Er fuhr den Computer runter. Der Anfang einer Arbeit muss stimmen, sonst wird es nichts. Er hatte falsch angefangen und wusste aus Erfahrung, dass dann Murks entsteht. Besser war es, eine Nacht darüber zu schlafen und am nächsten Tag neu zu beginnen. Er nahm das Fernglas und verließ das Haus. Spazieren gehen, den Kopf durchlüften. Nicht an die Arbeit denken. Das fiel ihm leicht, sobald er im Freien war. Die Umgebung absorbierte alle Sinne. Schauen, riechen, fühlen. An etwas Abstraktes zu denken wurde unmöglich. Deshalb konnte er nie in der Natur arbeiten, jedes im Wind schaukelnde Blättchen, jedes summende Insekt lenkte ihn ab, jedes Geräusch sowieso. Stimmen, mochten sie noch so weit entfernt sein, an der Hörbarkeitsgrenze, Hämmern, Sägen, alles Gescharre und Getümmel in den Gärten der Vorstadtsiedlung, wo er wohnte – alles ließ ihn abschweifen.

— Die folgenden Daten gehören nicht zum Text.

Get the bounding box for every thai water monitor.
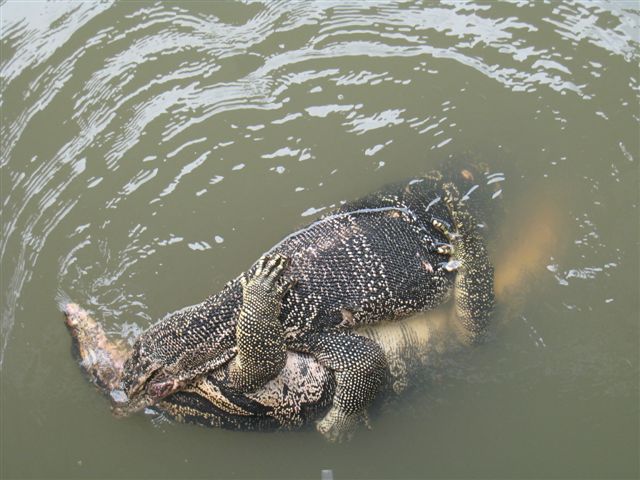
[62,303,448,431]
[109,163,494,440]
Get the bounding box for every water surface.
[0,0,640,478]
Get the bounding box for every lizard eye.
[147,380,173,399]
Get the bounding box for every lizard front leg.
[228,254,290,392]
[432,183,495,343]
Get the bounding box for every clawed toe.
[438,260,462,272]
[431,243,455,256]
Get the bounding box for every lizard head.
[111,309,236,416]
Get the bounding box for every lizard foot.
[316,406,371,443]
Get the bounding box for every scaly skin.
[64,172,562,436]
[109,165,500,441]
[64,303,446,430]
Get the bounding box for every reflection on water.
[0,1,640,478]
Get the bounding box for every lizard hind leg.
[228,254,292,392]
[310,332,388,442]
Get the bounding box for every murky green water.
[0,0,640,479]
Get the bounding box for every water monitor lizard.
[82,163,494,440]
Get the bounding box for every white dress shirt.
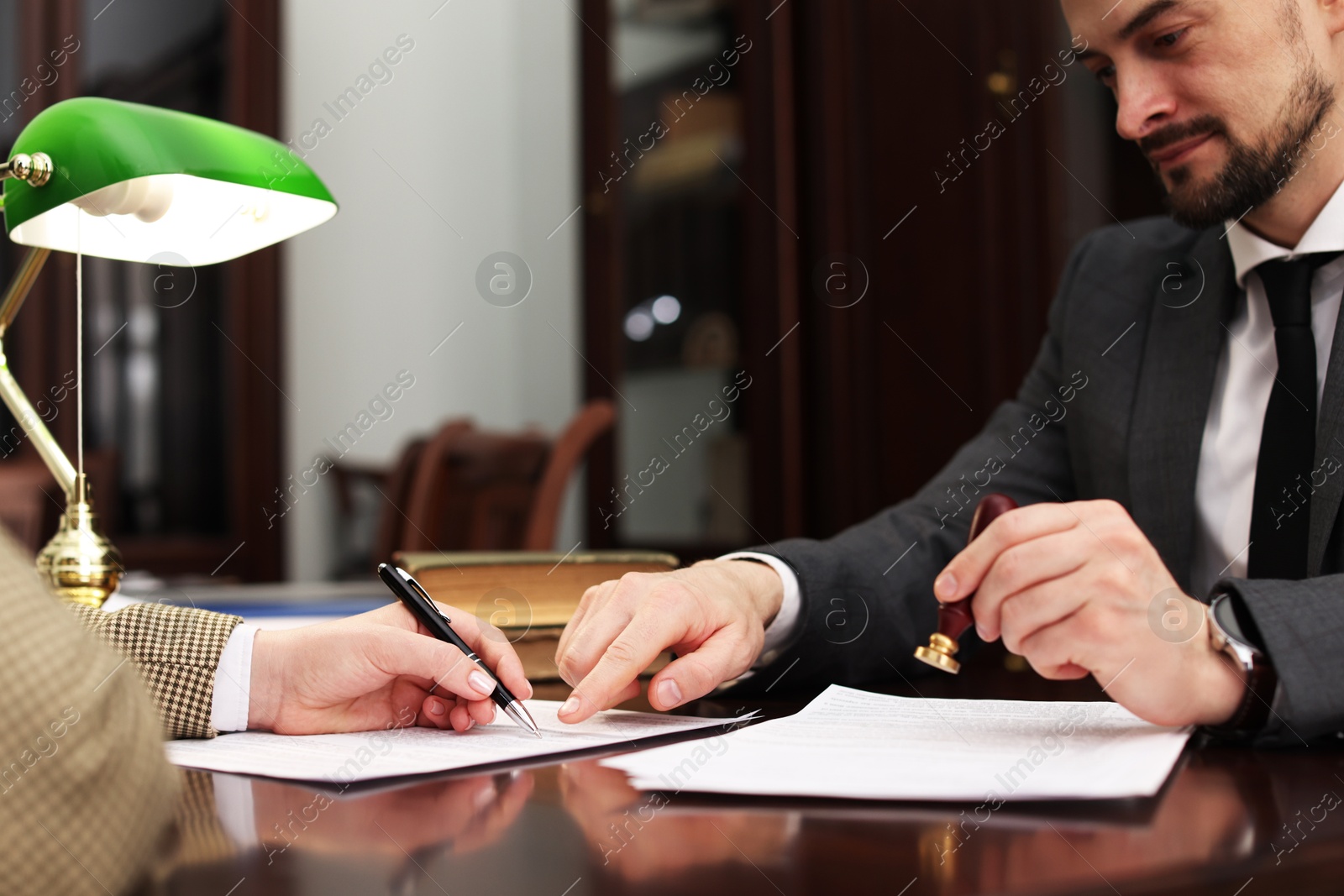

Ihm fiel auf, wie ruhig es hier war. Es ging auch kein Wind, nicht der sanfteste Hauch war zu spüren, aus der Ferne kam kein Ton. Auch kein Vogellaut. War das normal? Hörbar seine Schritte auf dem schmalen Fußweg zum Ufer. Der See lag unbewegt wie eine Scheibe aus Glas. Keine Wellen, kein Kräuseln des Wassers. Es sah wie etwas Technisches aus, monströs und unlebendig. Rundum die Berge, bis oben hin bewaldet, da und dort helle Flecken, Lichtungen. Oder Alpweiden, Michael kannte sich da nicht so aus, er war eine Stadtpflanze. Natur war schön … war das schon Anzeichen beginnender Erholung? Aber zum Erholen war er ja nicht hier, sondern zum Arbeiten. Der Gedanke verdross ihn. Ich bin durch das protestantische Arbeitsethos verdorben, kann nicht einmal die Gegend anschauen, einfach nur anschauen wie jeder schlichte Tourist, ohne schlechtes Gewissen zu provozieren! Das war lächerlich und beschämend.

Der schmale Pfad führte in ein paar Windungen hinunter zum See, endete am Bootshaus. Die landseitige Tür war nicht verschlossen. Er trat ein. Links und rechts an den Längsseiten Bretterboden, dazwischen offenes Wasser und zwei Ruderboote. Er lief zur Vorderseite, machte das Tor auf. Es wurde heller in der Hütte, er stieg in das Boot ein, löste die Kette am Heck und stieß sich mit den Armen am Laufsteg ab. Das Boot glitt auf den See hinaus. Er hängte die Ruder ein.

Es ging leicht. Als Kind war er mit seinem Vater oft an einem kleinen See gewesen, dort konnte man sich ein Boot ausleihen und rudern. Eine Stunde um zehn Schilling, das wusste er noch. Relativ teuer, aber sie hatten das oft gemacht. Einen Mopedausflug zum See, Bootfahren. Man sagte Bootfahren. Erst eine Limonade an der Jausenstation, dann Bootfahren. Als sie später den R4 hatten, kam auch die Mutter mit. Alle drei in einem Boot. Er durfte so lang rudern, wie er wollte, und er ruderte, bis er die Riemen kaum noch halten konnte.

Nun war die Insel das naheliegende Ziel. Er hielt darauf zu. Ab und zu drehte er sich um, den Kurs zu korrigieren, und staunte, wie gut ihm das gelang. Er war viele Jahre nicht mehr in einem Ruderboot gesessen, Anfänger fahren Zickzackkurs, weil sie mit dem Rücken zum Ziel sitzen und mit jedem dritten Ruderschlag eine Kreisfahrt einleiten. Der Erfolg hob seine Laune, Lady of the Lake hatte er vergessen. Rudern, dachte er, ist wie Radfahren, so muss es sein; man verlernt es nicht.